WEATHERFORD: Well, you are scratching an itch right now. That is the next, I would call it the next phase of a project that we have been envisioning in that we don't have a job classification for security professionals. We don't have a career progression for security professionals and it is something that I have been trying to figure out how to fix for some time and I think we have an avenue but it a cumbersome process to add new job classifications and the requisite skills and training that go along with that into state government.

As you know I was the CISO for the State of Colorado before I got here to California and it was very much the same there and didn't have the time there to solve the problem but we got involved with the Department of Homeland Security and they are working on a central body of knowledge and EBK for the federal government and then last summer they asked if state's would be interested in participating in that so we were one of I think five or six states that went to D.C. and we spent a couple of days in discussing the EBK and how we could implement something like that in state government.
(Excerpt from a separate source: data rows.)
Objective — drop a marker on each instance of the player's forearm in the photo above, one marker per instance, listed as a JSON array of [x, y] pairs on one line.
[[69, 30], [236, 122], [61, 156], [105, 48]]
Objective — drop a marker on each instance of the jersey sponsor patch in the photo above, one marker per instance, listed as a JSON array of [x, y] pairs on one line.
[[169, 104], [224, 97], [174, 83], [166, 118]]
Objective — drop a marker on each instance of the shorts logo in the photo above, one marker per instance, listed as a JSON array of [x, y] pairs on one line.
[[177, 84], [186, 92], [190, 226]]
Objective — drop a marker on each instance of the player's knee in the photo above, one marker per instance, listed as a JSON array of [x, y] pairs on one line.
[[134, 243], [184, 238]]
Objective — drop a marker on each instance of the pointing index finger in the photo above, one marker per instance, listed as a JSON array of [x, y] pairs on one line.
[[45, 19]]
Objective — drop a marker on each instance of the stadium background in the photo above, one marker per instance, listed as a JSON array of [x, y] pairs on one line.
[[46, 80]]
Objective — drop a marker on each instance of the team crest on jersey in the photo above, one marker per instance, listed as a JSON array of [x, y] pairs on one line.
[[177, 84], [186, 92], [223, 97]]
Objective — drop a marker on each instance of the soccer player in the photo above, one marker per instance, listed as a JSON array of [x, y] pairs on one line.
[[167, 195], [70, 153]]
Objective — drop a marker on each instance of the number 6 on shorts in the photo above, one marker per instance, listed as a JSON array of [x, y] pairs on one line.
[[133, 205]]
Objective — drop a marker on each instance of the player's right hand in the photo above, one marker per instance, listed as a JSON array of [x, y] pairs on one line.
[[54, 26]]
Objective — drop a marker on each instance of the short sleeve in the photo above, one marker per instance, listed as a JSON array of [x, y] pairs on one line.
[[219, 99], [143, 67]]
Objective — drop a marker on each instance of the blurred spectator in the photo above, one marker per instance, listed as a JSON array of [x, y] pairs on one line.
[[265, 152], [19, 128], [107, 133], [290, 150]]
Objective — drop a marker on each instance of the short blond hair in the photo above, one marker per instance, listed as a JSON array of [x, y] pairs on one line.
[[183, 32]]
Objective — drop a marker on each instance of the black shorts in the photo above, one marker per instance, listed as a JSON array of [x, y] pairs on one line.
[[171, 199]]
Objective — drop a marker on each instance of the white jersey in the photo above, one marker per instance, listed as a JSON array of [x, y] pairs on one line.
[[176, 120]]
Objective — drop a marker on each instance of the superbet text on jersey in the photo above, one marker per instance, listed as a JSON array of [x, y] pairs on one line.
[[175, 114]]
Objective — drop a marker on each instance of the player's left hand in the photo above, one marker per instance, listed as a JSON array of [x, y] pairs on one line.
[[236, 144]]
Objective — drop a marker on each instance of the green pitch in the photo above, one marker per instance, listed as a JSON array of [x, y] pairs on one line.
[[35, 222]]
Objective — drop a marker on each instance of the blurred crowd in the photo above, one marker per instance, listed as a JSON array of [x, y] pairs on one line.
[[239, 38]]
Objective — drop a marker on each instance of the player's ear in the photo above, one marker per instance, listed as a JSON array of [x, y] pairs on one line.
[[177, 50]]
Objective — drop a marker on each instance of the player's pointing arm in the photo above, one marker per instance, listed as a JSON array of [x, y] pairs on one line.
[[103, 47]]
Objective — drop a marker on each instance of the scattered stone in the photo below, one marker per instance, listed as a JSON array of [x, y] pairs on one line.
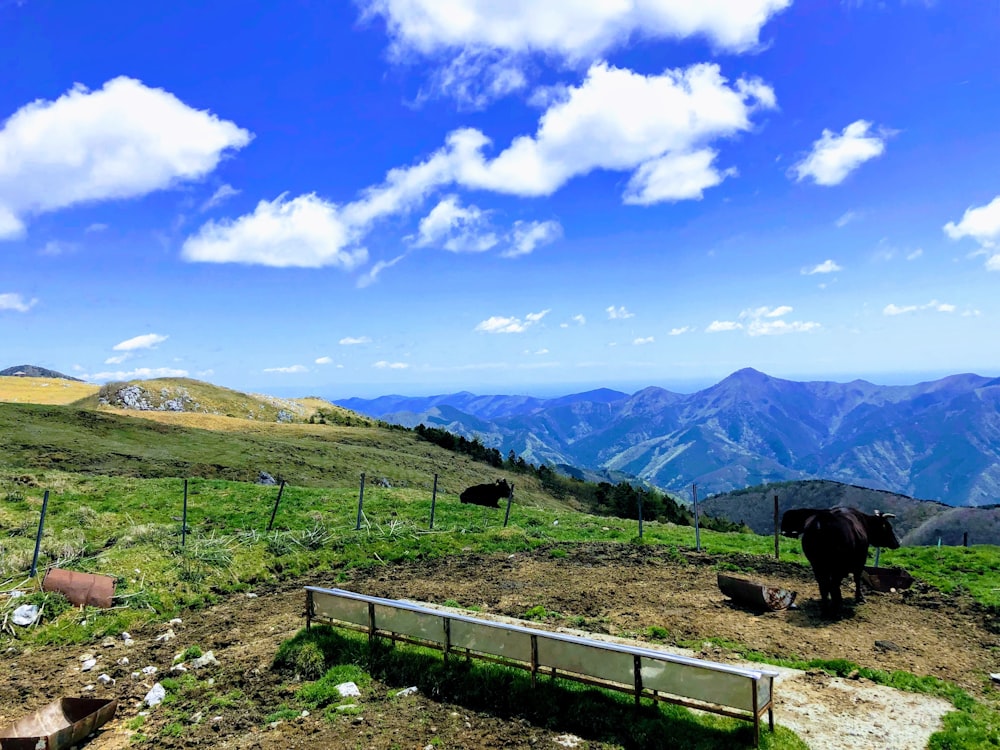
[[155, 696], [206, 659], [25, 615], [348, 690]]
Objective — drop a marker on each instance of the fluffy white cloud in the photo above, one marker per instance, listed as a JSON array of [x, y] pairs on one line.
[[569, 29], [718, 326], [503, 324], [827, 266], [981, 224], [525, 236], [124, 140], [16, 302], [892, 309], [455, 228], [146, 341], [620, 120], [140, 373], [833, 156], [767, 321], [306, 231]]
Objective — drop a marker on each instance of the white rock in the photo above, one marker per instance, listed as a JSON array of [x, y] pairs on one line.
[[348, 690], [25, 615], [204, 660], [155, 696]]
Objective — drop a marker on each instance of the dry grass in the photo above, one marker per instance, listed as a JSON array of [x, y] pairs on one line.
[[43, 390]]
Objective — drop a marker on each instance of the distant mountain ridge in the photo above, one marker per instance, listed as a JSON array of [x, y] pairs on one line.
[[938, 439], [33, 371]]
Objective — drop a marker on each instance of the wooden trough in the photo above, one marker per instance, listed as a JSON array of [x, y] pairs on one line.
[[59, 725], [757, 596], [886, 579]]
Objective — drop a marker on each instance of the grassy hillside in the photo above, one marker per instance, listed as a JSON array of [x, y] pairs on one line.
[[44, 390]]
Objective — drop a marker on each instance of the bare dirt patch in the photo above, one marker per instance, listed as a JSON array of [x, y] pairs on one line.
[[620, 590]]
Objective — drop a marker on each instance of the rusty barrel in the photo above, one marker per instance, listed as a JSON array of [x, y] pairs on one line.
[[81, 588]]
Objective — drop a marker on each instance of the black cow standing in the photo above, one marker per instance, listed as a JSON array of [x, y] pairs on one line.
[[793, 521], [836, 542], [488, 495]]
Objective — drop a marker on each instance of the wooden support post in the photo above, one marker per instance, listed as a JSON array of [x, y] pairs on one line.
[[38, 537], [184, 517], [277, 500], [361, 502], [433, 500], [777, 529]]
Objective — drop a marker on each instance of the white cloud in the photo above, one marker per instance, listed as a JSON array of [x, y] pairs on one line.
[[222, 193], [833, 157], [124, 140], [525, 236], [455, 228], [981, 224], [573, 31], [718, 326], [16, 302], [306, 231], [847, 218], [934, 305], [502, 324], [140, 373], [827, 266], [146, 341]]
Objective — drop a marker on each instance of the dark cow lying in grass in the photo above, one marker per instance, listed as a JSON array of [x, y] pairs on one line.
[[488, 495], [836, 544]]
Probably the bigger problems associated with that is that 50 sovereign states have different ways of doing business so implementing a common framework for job classifications, roles and responsibilities across 50 states is probably never going to happen, but if we can just reach some kind of consistency I think that would be a huge milestone.

CHABROW: That's Mark Weatherford, Chief Information Security Officer for the State of California. We will talk again with mark in another Podcast interview so please look for that. Until then, for the Information Security Media Group and www.govinfosecurity.com, I'm Eric Chabrow. Thanks for listening.